Editor’s Note: Bad lawyer will stay on sideline

Nolan Finley
The Detroit News

In a small but savory blow for justice, the Michigan Attorney Discipline Board ruled it will not reinstate the law license of the attorney whose shoddy representation helped send an innocent man to prison for nine years.

Bob Slameka had asked the board to return him to the bar, from which he was expelled last year for 180 days after attempting to break into his girlfriend’s house.

Slameka was the lawyer for Davontae Sanford, the Detroit man who was served nine years in prison for a murder he didn’t commit and was freed this summer thanks to Herculean efforts by his legal advocates. Details of the case show the obviously innocent Sanford was pushed through the legal system in the interest of expediency, not justice.

The discipline board had a number of criticisms of Slameka, including that he has a “loosey-goosey relationship with the truth;” has a shoddy system for accounting for client funds; operates his “office” out of the lobby of a Detroit casino; forged his dead mother’s signature on dividend checks; tried to assign a string of traffic tickets to his wife, who died before they were written, and on and on.
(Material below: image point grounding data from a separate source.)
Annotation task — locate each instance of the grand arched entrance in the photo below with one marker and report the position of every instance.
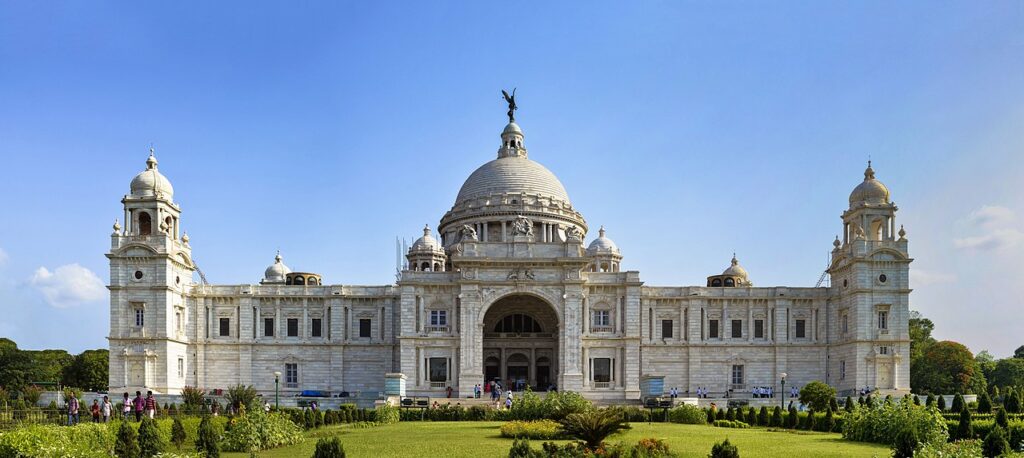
(520, 342)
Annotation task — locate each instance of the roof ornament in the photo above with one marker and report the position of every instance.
(512, 107)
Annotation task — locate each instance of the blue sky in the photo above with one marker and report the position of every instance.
(689, 130)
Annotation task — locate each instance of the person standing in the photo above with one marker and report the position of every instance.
(107, 409)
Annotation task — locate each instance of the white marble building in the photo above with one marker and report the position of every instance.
(506, 289)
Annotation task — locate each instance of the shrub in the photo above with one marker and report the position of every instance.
(258, 430)
(882, 424)
(127, 443)
(687, 414)
(150, 442)
(593, 426)
(964, 429)
(816, 394)
(995, 443)
(536, 429)
(724, 450)
(906, 444)
(329, 448)
(984, 404)
(206, 439)
(178, 434)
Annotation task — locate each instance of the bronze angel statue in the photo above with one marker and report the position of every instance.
(511, 100)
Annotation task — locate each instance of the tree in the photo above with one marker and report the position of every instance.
(964, 429)
(817, 394)
(127, 442)
(1009, 372)
(90, 370)
(946, 367)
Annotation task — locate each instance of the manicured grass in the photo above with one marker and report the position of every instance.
(481, 440)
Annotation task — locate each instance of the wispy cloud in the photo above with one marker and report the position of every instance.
(68, 286)
(997, 230)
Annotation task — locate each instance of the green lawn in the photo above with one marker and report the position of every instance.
(481, 440)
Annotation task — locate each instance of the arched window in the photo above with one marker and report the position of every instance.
(144, 223)
(517, 323)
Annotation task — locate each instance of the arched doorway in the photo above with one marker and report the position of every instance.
(520, 342)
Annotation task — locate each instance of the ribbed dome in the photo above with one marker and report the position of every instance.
(512, 175)
(869, 191)
(276, 272)
(151, 181)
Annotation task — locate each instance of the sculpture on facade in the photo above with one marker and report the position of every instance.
(512, 107)
(522, 226)
(467, 233)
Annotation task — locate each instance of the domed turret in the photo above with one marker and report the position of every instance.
(276, 273)
(870, 191)
(605, 253)
(151, 182)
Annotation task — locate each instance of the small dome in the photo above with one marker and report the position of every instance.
(870, 191)
(735, 269)
(426, 243)
(151, 182)
(602, 245)
(276, 272)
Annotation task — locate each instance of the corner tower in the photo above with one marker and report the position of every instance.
(151, 276)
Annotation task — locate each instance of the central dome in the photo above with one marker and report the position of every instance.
(513, 174)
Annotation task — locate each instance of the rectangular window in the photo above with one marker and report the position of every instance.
(602, 370)
(292, 375)
(438, 369)
(438, 318)
(737, 375)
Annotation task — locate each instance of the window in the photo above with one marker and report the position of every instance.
(602, 369)
(737, 374)
(437, 369)
(438, 318)
(292, 375)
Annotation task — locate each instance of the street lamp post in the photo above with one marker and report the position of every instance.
(783, 390)
(276, 389)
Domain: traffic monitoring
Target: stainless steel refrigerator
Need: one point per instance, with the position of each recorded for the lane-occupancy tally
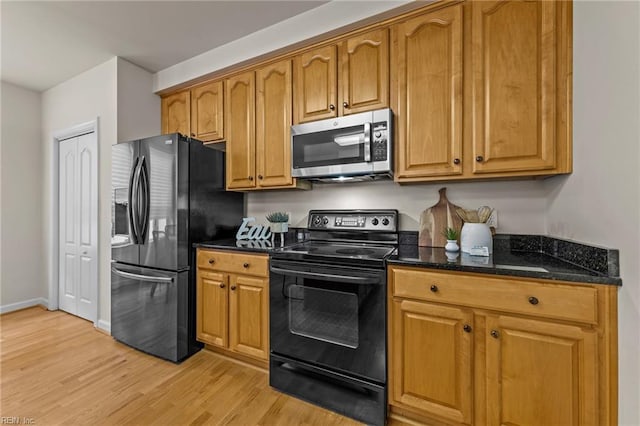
(168, 192)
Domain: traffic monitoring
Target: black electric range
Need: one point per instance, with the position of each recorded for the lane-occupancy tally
(327, 299)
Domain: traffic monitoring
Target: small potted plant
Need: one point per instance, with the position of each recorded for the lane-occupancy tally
(279, 221)
(452, 239)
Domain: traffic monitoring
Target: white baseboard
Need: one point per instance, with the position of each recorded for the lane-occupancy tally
(104, 325)
(24, 304)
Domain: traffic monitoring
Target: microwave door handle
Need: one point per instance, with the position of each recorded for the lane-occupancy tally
(367, 141)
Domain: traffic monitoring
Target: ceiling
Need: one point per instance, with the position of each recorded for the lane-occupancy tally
(44, 43)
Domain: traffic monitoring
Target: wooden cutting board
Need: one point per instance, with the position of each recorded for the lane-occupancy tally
(435, 219)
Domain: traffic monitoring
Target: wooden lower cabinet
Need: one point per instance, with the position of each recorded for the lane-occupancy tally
(232, 308)
(454, 361)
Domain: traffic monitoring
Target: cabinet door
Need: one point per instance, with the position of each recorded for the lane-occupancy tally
(514, 85)
(207, 122)
(315, 85)
(248, 316)
(176, 113)
(364, 72)
(239, 104)
(273, 124)
(211, 308)
(427, 77)
(540, 373)
(430, 359)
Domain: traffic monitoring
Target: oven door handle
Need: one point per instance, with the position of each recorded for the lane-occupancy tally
(305, 274)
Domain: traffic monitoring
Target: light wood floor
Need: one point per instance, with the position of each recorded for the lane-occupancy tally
(58, 369)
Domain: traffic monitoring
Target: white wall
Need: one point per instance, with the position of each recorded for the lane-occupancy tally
(600, 202)
(78, 100)
(138, 106)
(320, 20)
(521, 205)
(22, 263)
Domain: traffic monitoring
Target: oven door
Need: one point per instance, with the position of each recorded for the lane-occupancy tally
(330, 316)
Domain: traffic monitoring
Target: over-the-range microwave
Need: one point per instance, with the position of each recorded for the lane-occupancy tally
(353, 147)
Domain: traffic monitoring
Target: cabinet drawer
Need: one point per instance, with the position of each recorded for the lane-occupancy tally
(246, 264)
(568, 302)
In short, the board ruled Slameka does not “have the right stuff” to be an attorney. That’s sort of obvious, given his 16 citations for legal and ethical missteps in the past.

Still, two Wayne County Circuit judges, Richard M. Skutt and James R. Chylinski, served as character witnesses for Slameka, assuring the board they’d hire him to represent their own family members.

Makes you wonder what they have against their relatives.